M. D. : D'abord, avoir de la patience. Ce n'est pas mon fort mais c'est vraiment obligée dans ces cas là. Parfois je pars chiner pendant deux ou trois heures et je ne trouve que une ou deux pièces, mais il a fallu chercher assez longtemps - et elles valent le coup !

Ensuite pour aller plus vite quand on fait une brocante, on regarde les personnes qui tiennent les stands. C'est ce que je fais maintenant : ce sont les grand-mères qui regorgent de trésor et devant lesquelles il faut s'arrêter. Et qui ont toujours des histoires en rapport avec leurs pièces à raconter - c'est très sympa et c'est toujours un plus, pour elle et pour nous. Avec un peu de chance, elles te diront qu'elles ont encore plein de pièces à la maison et t'inviteront pour les voir.

Être toujours à l'affût aussi, les meilleurs pièces partent les plus vites. Chez Vestiaire Collective où je travaille en tant que manager du service VIP, si tu convoites certaines pièces, c'est une veille en permanence, certains types d'articles se vendent dans la demi-heure.
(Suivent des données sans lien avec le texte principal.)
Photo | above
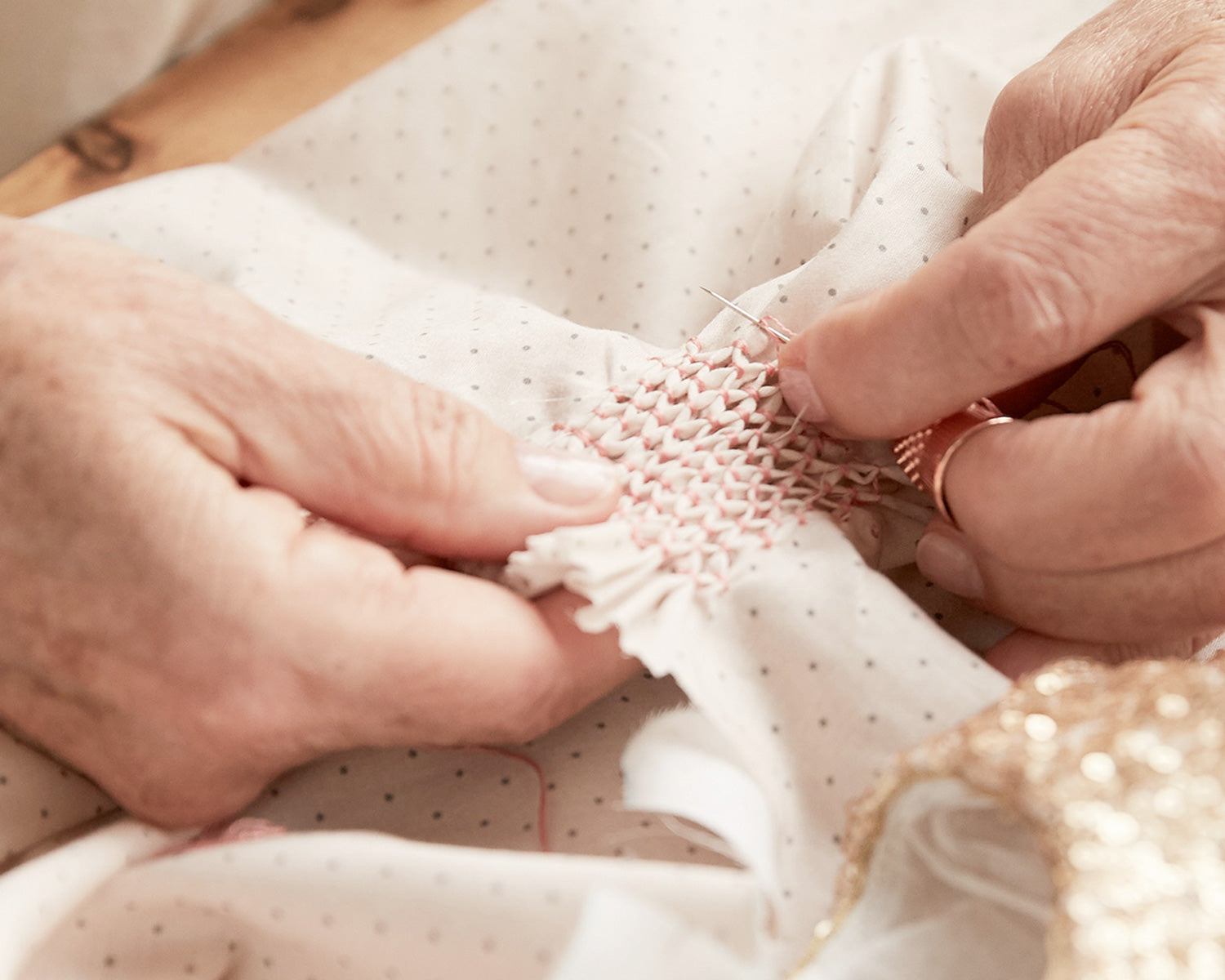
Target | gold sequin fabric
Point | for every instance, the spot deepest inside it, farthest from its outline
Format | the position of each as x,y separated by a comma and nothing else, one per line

Que privilégier : vintage shop ou dépôt store ?

M. D. : J'aime les deux, ça multiplie encore plus la chance de trouver de belles pièces. Mais il y a quand même toujours un plaisir décuplé de se rendre physiquement dans un dépôt vente, où l'on peut toucher et voir les vêtements et accessoires en vrai, si on a le temps.